Il problema era l’anticipo: i due avevano chiesto 7-8 milioni, una cifra allora ritenuta spropositata, soprattutto perché bisognava decidere su poche pagine. Così, per non parlare di soldi (sono parole di Pautasso), «si scatenò un balletto». Spagnol, invece, non sazio, volle pubblicare anche un libro di poesie (ma in proprio, non per Mondadori) scritte dai due mentre lavoravano alla Donna della domenica , e non a quattro mani. Era L’idraulico non verrà , un tesoro segreto della nostra letteratura.
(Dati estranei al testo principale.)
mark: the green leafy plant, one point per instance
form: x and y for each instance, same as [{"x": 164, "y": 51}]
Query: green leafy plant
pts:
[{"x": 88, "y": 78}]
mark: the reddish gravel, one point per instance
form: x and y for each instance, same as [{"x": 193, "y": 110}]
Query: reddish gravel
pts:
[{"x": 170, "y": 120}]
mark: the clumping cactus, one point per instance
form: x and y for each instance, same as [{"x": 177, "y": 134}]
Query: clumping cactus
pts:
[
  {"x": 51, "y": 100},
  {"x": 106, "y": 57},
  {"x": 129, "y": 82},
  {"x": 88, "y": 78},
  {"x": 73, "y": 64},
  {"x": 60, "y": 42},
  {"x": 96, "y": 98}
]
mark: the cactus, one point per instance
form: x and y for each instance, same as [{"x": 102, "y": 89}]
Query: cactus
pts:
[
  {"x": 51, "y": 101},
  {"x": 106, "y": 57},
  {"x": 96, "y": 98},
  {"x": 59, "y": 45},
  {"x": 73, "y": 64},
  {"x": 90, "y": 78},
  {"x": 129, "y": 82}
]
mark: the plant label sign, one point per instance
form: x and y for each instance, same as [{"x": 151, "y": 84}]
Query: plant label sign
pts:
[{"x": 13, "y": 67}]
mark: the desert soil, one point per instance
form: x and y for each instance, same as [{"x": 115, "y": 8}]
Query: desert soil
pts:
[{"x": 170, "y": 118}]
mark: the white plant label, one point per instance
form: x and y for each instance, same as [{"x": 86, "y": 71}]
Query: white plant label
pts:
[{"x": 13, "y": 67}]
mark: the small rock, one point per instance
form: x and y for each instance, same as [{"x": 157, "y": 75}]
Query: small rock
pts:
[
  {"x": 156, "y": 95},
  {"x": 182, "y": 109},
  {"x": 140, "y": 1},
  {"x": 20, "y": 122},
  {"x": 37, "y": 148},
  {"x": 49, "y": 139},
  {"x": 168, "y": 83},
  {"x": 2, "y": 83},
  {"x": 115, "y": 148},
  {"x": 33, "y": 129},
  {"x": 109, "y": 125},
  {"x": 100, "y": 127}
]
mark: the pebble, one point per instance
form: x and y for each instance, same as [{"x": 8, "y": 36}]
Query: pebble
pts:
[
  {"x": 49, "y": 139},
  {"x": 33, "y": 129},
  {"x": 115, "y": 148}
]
Il titolo forse beckettiano veniva da una poesia di Fruttero, che diceva: «L’idraulico / non verrà. L’impercettibile / passo da scroscio a filo, / a scroscio eluderà / senza fine / la tua mano millimetrata». La perfida coppia si divertì moltissimo. Mise anche una nota, nella riedizione di 22 anni dopo, che spiegava: «sia la parte propriamente idraulica del libretto, sia quella epigrafico-metafisica si ispirano a un sano nichilismo. E come ogni sano nichilismo, anche questo si è rivelato profetico».
Dopo la morte di Lucentini (a Torino, il 5 agosto 2002), Fruttero ha continuato da solo, come scrivendo anche per l’amico scomparso, e trovando un romanzo di grande abilità stilistica, ironico e affettuoso come Donne informate sui fatti . Potrebbe benissimo essere stato scritto, ancora una volta, a quattro mani. Come un lungo, struggente passo d’addio.